During his nearly hour-long talk, Mather, who was in town for several speaking engagements, answered various questions and discussed the astronomy-related milestones achieved throughout the decades. 

“I'm aiming to communicate with the non-astronomers, people who like what we're talking about but don't know all the stories,” Mather said. “I try to tell the stories of how did we learn about the history of the universe? What does it mean? How far can we go? Are we alone? Everybody wants to know these answers and a little about how I got to be a scientist, too?”

So, are we alone?

“Well, I don't think so. I think not because the universe is very large, and there's a hundred billion stars in our galaxy,” answered Mather. “We know that most stars have planets. Most, about 20% of them, are about the right size. It could be like race. So, there has got to be something out there. Unless life requires a completely unlikely miracle. Otherwise, I would call it a thermodynamic imperative that it will always occur given a chance. That's my guess, but I don't know.”

How did we get here?

“I don't know. But there are some parts I can tell you about from biology,” Mather said. “When I was six years old, my dad told me that we are made out of cells with chromosomes and genes and all that. Why did he tell me that? Because he was a geneticist studying dairy cows. So that got my attention. And you know, your fate is determined by something you can't see, and it's not just where you're born and who your parents are, but a lot of things you can't see. So, that's a mystery.”

How far can we go?

“Well, not as far as you wish. If you saw on television that we exploded on another planet and got out of our spaceship, I'm sorry – but we can go to Mars,” Mather deadpanned. “We can't get you back yet because we cannot yet get fuel on the surface of Mars, to lift off again. This is our hard engineering project. And some people will go, anyway. You're laughing.
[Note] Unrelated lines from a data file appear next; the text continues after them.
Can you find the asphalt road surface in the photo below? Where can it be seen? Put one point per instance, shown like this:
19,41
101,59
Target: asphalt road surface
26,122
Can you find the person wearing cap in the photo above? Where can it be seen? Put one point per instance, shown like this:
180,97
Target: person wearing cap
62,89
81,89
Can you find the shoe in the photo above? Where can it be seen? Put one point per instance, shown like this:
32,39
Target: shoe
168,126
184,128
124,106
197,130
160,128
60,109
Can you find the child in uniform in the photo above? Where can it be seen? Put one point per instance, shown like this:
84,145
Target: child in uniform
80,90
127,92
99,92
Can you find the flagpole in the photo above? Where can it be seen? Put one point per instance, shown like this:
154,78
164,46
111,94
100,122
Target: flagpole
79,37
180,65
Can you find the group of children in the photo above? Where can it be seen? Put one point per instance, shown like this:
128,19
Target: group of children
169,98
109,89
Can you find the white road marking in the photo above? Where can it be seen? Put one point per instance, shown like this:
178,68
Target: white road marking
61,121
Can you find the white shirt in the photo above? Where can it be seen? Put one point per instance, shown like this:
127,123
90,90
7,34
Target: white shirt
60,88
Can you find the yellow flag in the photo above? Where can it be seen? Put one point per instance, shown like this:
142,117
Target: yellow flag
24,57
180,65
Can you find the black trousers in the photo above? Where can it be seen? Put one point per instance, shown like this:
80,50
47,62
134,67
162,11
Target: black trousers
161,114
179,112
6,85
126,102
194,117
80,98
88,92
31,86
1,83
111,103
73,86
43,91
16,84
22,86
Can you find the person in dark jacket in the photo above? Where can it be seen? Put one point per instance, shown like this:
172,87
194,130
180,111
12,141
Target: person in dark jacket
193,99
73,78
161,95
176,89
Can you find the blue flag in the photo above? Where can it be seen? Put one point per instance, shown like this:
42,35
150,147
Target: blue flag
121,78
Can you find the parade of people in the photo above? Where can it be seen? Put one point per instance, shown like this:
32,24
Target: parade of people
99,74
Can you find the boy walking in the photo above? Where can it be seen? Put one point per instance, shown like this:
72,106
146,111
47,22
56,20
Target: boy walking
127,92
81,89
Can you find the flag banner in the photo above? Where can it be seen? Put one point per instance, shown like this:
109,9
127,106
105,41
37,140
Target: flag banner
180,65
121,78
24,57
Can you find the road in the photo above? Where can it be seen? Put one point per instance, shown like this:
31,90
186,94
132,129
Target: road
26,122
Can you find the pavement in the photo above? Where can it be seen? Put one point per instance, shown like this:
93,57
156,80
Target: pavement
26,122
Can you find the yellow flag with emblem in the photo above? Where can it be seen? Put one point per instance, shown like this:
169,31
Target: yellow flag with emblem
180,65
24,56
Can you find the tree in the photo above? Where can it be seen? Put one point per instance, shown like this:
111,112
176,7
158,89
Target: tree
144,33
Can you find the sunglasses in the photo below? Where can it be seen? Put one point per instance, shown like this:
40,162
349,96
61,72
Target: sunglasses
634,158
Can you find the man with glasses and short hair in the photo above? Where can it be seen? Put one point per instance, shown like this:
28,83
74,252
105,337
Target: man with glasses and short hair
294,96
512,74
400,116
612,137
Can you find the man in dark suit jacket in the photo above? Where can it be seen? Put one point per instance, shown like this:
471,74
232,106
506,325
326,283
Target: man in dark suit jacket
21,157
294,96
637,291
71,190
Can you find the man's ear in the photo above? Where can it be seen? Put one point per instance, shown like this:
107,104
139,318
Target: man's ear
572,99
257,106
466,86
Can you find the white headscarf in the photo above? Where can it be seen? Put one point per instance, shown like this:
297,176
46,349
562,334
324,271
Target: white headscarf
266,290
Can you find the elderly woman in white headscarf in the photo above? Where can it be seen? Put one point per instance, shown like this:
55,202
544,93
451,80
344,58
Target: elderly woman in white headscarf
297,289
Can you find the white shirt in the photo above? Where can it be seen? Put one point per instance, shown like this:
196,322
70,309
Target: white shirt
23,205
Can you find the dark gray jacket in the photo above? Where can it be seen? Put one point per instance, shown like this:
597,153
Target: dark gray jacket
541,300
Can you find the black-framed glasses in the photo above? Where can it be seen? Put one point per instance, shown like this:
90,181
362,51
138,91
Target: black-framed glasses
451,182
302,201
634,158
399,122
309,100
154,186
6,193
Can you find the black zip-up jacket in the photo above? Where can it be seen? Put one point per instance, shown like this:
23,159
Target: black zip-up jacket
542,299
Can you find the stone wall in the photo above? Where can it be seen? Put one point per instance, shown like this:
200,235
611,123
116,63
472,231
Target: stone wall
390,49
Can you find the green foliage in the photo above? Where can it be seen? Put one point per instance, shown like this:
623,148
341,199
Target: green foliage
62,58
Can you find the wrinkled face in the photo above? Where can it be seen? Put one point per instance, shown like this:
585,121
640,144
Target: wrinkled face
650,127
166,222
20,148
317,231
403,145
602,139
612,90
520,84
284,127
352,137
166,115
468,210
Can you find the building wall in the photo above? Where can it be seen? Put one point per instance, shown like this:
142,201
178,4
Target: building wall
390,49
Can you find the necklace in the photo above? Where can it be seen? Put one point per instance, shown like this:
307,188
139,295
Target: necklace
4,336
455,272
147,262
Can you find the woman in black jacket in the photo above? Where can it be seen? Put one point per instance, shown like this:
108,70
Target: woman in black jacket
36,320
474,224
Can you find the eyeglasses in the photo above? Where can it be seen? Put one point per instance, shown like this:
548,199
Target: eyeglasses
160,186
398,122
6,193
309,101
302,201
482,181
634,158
Some people – we want them to go.”

As for JWST itself, Mather discussed how scientists know the story of the expanding universe (AKA Big Bang), how JWST was built, and what scientists have been able to find out following its deployment, which essentially began about 30 minutes after the launch in Dec. 2021 when JWST’s solar unique solar array unfolded and mission scientists acknowledged that the array was providing power to the observatory.

“We’re seeing farther out than ever before, and farther back in time than ever before, and the first galaxies aren’t quite what we expected,” Mather said. “We’re learning about the first supermassive black holes and how they grow. We’re seeing inside dust clouds to discover how stars are born, observing planets around other stars, and measuring their chemistry. So far, there’s no Earth 2.0, but astronomers are hoping to find one with the next generation of telescopes. The pictures are magnificent!”